Hakim produced his computer stick and placed it on Moberg’s desk.
‘From Akerman’s computer?’ Hakim nodded confirmation. ‘Well done.’ He wasn’t sure if the chief inspector was praising him for his mission in Switzerland or for taking evidence out of the country without Swiss authorization.
‘Are we any closer to finding out who Julia Akerman really was?’
‘No. We’re going through all the Ebbas of about the same age we can find. But if she wasn’t born in Malmö, as it says on her passport, then she might come from anywhere in the country. Or somewhere else entirely.’
Hakim now took out the photo he’d taken from Akerman’s bedside table.
‘This might help. There’s a good chance that these are her parents, or some relatives. If we have it blown up, we might be able to find the beach, if it’s in Skåne.’
Moberg picked up the photograph and examined it.
‘Then there’s the church connection. She went to the local church in La Sarraz. There was a bible by her bed and a cross above it. She may have been a… anyway, she appears to have been religious.’
Moberg laughed. ‘A frustrated nun!’
‘Maybe she’d considered entering the church and somehow got sidetracked.’
‘You can bloody say that again! But I’m not so sure. I think the nun outfit may have just been one of her kinky getups for some pious punter. Eva Thulin was on the phone half an hour ago and she says they’ve found semen on the habit.’ Moberg went silent for a moment, and then he clicked his fingers in triumph. ‘Now that would be nice! Axel Isaksson’s dead religious. Maybe Akerman was playing out his fantasies.’
‘Any DNA?’
‘They’re working on it. If it comes up as Isaksson’s, then not even the commissioner, the prosecutor or the frigging mayor can stop us talking to him.’
They had a final drink on the quayside while they waited for the catamaran to return. The heat of the day had receded, but the early evening was soothingly warm, and the cold beers were most welcome. As far as Kevin was concerned, they had had a wonderful day mooching around Allinge. They had wandered along the coast and found a fish restaurant for their lunch. Afterwards, they had returned to the harbour area and, at a cluttered shop packed with arty metalwork, Kevin had bought Anita a chunky modern candelabra made of Danish iron, with square, clean-cut lines, which she had taken a shine to. She had been suitably grateful, and he’d been pleased because he’d got a better exchange rate using his British bank card than he would have had using Swedish kronor.

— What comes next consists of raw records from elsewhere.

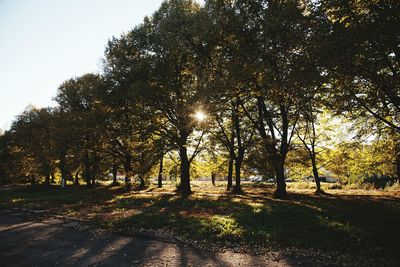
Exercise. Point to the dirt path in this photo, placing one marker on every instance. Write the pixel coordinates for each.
(25, 242)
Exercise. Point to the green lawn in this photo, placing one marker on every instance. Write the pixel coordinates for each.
(360, 223)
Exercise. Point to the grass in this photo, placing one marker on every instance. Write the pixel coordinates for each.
(358, 222)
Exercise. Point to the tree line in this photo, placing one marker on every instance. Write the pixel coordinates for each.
(244, 81)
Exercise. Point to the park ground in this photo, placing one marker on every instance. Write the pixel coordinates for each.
(345, 227)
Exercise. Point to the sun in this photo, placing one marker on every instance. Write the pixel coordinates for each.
(200, 116)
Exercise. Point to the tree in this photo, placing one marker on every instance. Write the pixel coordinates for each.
(80, 99)
(277, 71)
(172, 43)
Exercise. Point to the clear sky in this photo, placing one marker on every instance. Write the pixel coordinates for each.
(44, 42)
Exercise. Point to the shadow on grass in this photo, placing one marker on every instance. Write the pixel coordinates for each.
(360, 225)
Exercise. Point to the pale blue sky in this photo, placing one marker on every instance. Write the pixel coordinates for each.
(44, 42)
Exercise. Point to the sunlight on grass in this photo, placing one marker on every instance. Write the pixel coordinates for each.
(222, 226)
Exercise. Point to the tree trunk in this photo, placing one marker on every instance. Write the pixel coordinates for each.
(33, 179)
(63, 170)
(398, 166)
(86, 167)
(160, 171)
(141, 181)
(237, 189)
(95, 167)
(184, 187)
(230, 174)
(128, 172)
(76, 179)
(280, 180)
(47, 178)
(316, 175)
(115, 172)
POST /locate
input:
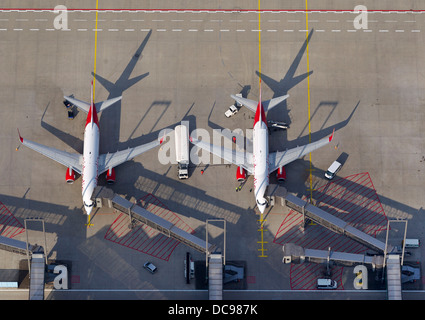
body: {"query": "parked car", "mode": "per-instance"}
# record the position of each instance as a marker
(231, 111)
(150, 267)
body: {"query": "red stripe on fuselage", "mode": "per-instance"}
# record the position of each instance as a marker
(92, 110)
(260, 114)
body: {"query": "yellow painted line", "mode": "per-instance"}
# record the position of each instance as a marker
(89, 224)
(308, 98)
(95, 50)
(259, 43)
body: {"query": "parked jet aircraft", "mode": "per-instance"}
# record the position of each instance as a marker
(261, 163)
(90, 164)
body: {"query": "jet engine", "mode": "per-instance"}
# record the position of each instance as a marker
(70, 176)
(110, 176)
(281, 174)
(241, 174)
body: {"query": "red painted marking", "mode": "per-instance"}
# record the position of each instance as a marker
(144, 238)
(352, 199)
(213, 10)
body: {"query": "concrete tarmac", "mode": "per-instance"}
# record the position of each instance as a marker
(171, 66)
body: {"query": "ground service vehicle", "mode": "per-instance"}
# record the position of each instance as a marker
(332, 170)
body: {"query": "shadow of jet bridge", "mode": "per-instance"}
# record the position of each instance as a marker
(106, 197)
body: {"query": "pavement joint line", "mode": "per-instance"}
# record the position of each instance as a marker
(306, 11)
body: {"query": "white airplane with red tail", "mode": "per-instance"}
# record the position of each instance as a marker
(261, 163)
(90, 164)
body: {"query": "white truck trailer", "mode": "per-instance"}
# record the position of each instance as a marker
(182, 150)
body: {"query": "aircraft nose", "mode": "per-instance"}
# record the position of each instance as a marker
(262, 208)
(88, 209)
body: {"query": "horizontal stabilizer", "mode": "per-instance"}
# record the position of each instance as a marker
(84, 106)
(270, 104)
(252, 105)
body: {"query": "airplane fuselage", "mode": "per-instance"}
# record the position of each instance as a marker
(90, 164)
(260, 157)
(90, 170)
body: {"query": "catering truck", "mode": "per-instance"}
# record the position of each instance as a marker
(182, 150)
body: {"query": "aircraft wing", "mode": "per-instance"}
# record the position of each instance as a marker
(111, 160)
(70, 160)
(243, 159)
(282, 158)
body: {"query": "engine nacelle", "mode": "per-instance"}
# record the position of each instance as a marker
(241, 174)
(70, 176)
(110, 176)
(281, 174)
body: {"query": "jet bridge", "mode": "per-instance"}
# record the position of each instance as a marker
(36, 265)
(294, 253)
(106, 197)
(327, 220)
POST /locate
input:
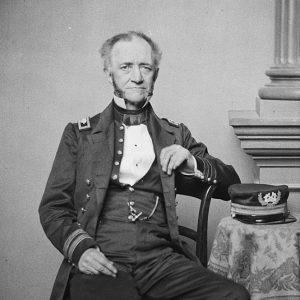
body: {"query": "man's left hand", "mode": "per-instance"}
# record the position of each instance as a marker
(176, 156)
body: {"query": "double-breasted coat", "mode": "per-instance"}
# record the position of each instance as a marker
(80, 176)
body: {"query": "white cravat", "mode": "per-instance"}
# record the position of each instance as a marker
(138, 151)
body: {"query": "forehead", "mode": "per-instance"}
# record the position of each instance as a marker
(137, 50)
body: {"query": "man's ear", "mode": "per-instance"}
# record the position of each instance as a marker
(108, 75)
(155, 75)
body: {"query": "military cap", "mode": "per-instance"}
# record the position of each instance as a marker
(260, 203)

He observed Anita supping her beer as she watched an elegant ocean-going yacht glide into the harbour and its crew jumping off to secure its moorings. She was such a handsome woman. He felt lifted every time she smiled at him – the playful grey-green eyes alight, and the high cheek bones creasing up above the open mouth. She made him feel good. He was wondering if he could spend the rest of his life with her. Yet, deep down, he knew it would never happen. It wasn’t practical. They lived in different worlds. To her, it seemed to him, this was a casual relationship with no strings attached. And he knew that she had been hurt in the past and that there would always be barriers that he would never be allowed to break through. He must count his blessings and take the relationship for what it was.
Anita turned to him and smiled. Even with her sunglasses on, her face lit up. ‘Happy?’
He stared at her for a few seconds before answering. ‘Very.’
‘Well, you’d better drink up. That’s our boat coming in.’
The journey back was as smooth as the one out. When they got back to the house, they opened up one of the bottles they had bought at the supermarket in Allinge – Anita wasn’t going to pass over the opportunity to buy cheaper red wine. They took their drinks out onto the porch and watched the sun retreating into the shadows of the night, the sky aglow with vermilion and gold.
‘Forecast is fine for tomorrow,’ Anita commented.
‘Is the weather in Sweden always this good?’
Anita’s snort was an eloquent reply.